CPER supports community-based groups, research and advocacy allies, and national coalitions working to build leadership to advance policy and practice reforms on the school, district, state, and national level. CPER’s multidimensional work involves both “insider” and “outsider” strategies, as groups engage in base building, direct advocacy, and effective partnerships with school districts and school leaders to advance change. By providing multi-year support to engage, amplify, and strengthen parent and student voice in a cross section of U.S. school districts, CPER addresses the political and cultural dimensions of school reform and challenges the policy, practice and power relations that have institutionalized inequitable opportunities and outcomes for low-income students in communities of color.
Background on CPER
Reach and Issue AreasCPER has provided support to 115 organizations since its founding. 49 community-based partners are currently supported by local donor tables in six regions across the country (California, Chicago, Colorado, Mississippi, New Jersey and Southeastern Pennsylvania). CPER also provides core support and capacity building services to youth-led national coalitions, community groups in “affiliated” regions, and organizational members of related funding initiatives.
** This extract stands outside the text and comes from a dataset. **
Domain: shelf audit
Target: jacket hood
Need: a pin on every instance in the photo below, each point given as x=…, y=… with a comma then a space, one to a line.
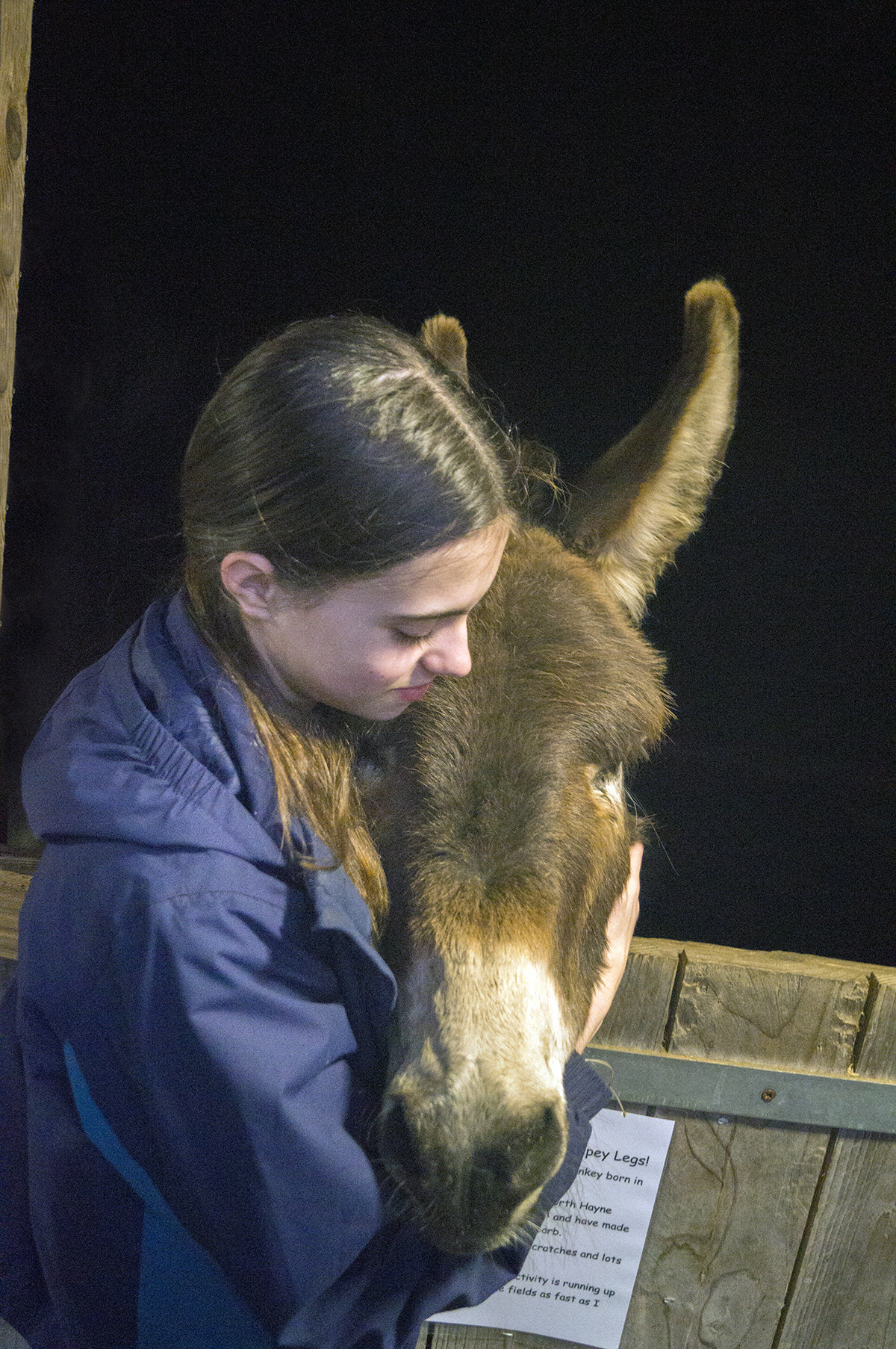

CPER supports community leaders in identifying the issues that have traction in their respective communities. A partial list of CPER-supported campaigns include teaching quality, school financing, school climate and disciplinary policy, democratic school governance, access to rigorous instruction, social & emotional supports, extended & linked learning, early childhood education and access to higher education. Across all regions and policy campaigns, CPER aims to strengthen community engagement for school reform, helping to build a sustainable infrastructure for change that includes community actors, funders, researchers, policy advocates and other critical allies.
Fund Activities
Beyond direct grantmaking, CPER sponsors activities to build the education organizing field’s knowledge base, critical allies, and material resources.Capacity Building
Through CPER’s national Capacity Building Initiative, CPER partners gain access to capacity and peer learning supports designed to deepen practice, strengthen knowledge, enhance effectiveness, and enable strategic coordination. Services are tailored to meet the specific needs of community groups or regions. Activities include topically-focused peer learning communities on core education reform issues; site-wide trainings on topics such as strategic communications, fundraising, and issue analysis; technical assistance and customized supports for individual organizations on leadership and skills development and organizational infrastructure; and peer-to-peer “rapid response” connections to seize real-time opportunities for advancing campaigns. CPER staff work closely with grantees to ascertain capacity needs, identify appropriate training opportunities and TA providers, and facilitate learning forums.
Donor Education
CPER’s robust funding collaborative includes national and local donors whose varied portfolios include education, community engagement, and youth leadership. CPER brings funders together to align and leverage foundation-specific reform agendas and to exchange ideas that will enhance philanthropic impact. Donor briefings aim to increase philanthropic support for education organizing and deepen awareness of the role parents and students can and must play in achieving equity-oriented school reform.
Getting to Outcomes
As parents, youth, and allied community members collaboratively campaign for equity-focused education reform, they develop individual and community leadership and power — capacities critical to building a civic infrastructure and a genuinely participatory democracy. This work is difficult and slow-going; it requires smarts, skills, and stamina. How can we know that we are making a difference? What combination of strategies and competencies enable the results we seek? And how do we best capture outcomes in the multiple realms touched upon by community organizing campaigns — change in individuals, communities, and education policy and practice? Produced in partnership with Research for Action, “Getting to Outcomes, A User’s Guide” provides funders and grassroots groups with a theory of change for how education organizing works, and a set of possible indicators, measures and data sources through which to gauge success.
Scholars Board
CPER’s work is endorsed by leading academics who recognize community engagement as a key lever for successful school reform. Their research illuminates critical issues in educational equity, the importance of school-community connections to foster student success, and the transformative power of youth leadership. CPER Scholars Board members include Linda Darling-Hammond, Stanford University; Lisa Delpit, Southern University; Sara Lawrence-Lightfoot, Harvard University; Charles Payne, University of Chicago; Pedro Noguera, New York University; and Diane Ravitch, New York University, among others.
Annual Convening
Each year, CPER brings together several hundred grantees and donors to learn, network, strategize, re-energize and refuel. Workshops, trainings, and plenaries facilitate dialogue between grassroots activists and prominent policymakers and education researchers, providing a place for diverse members of the CPER community to grapple with challenges and showcase best practices. The dynamic annual convening builds on and extends learning supports offered in local, sustained contexts throughout the year.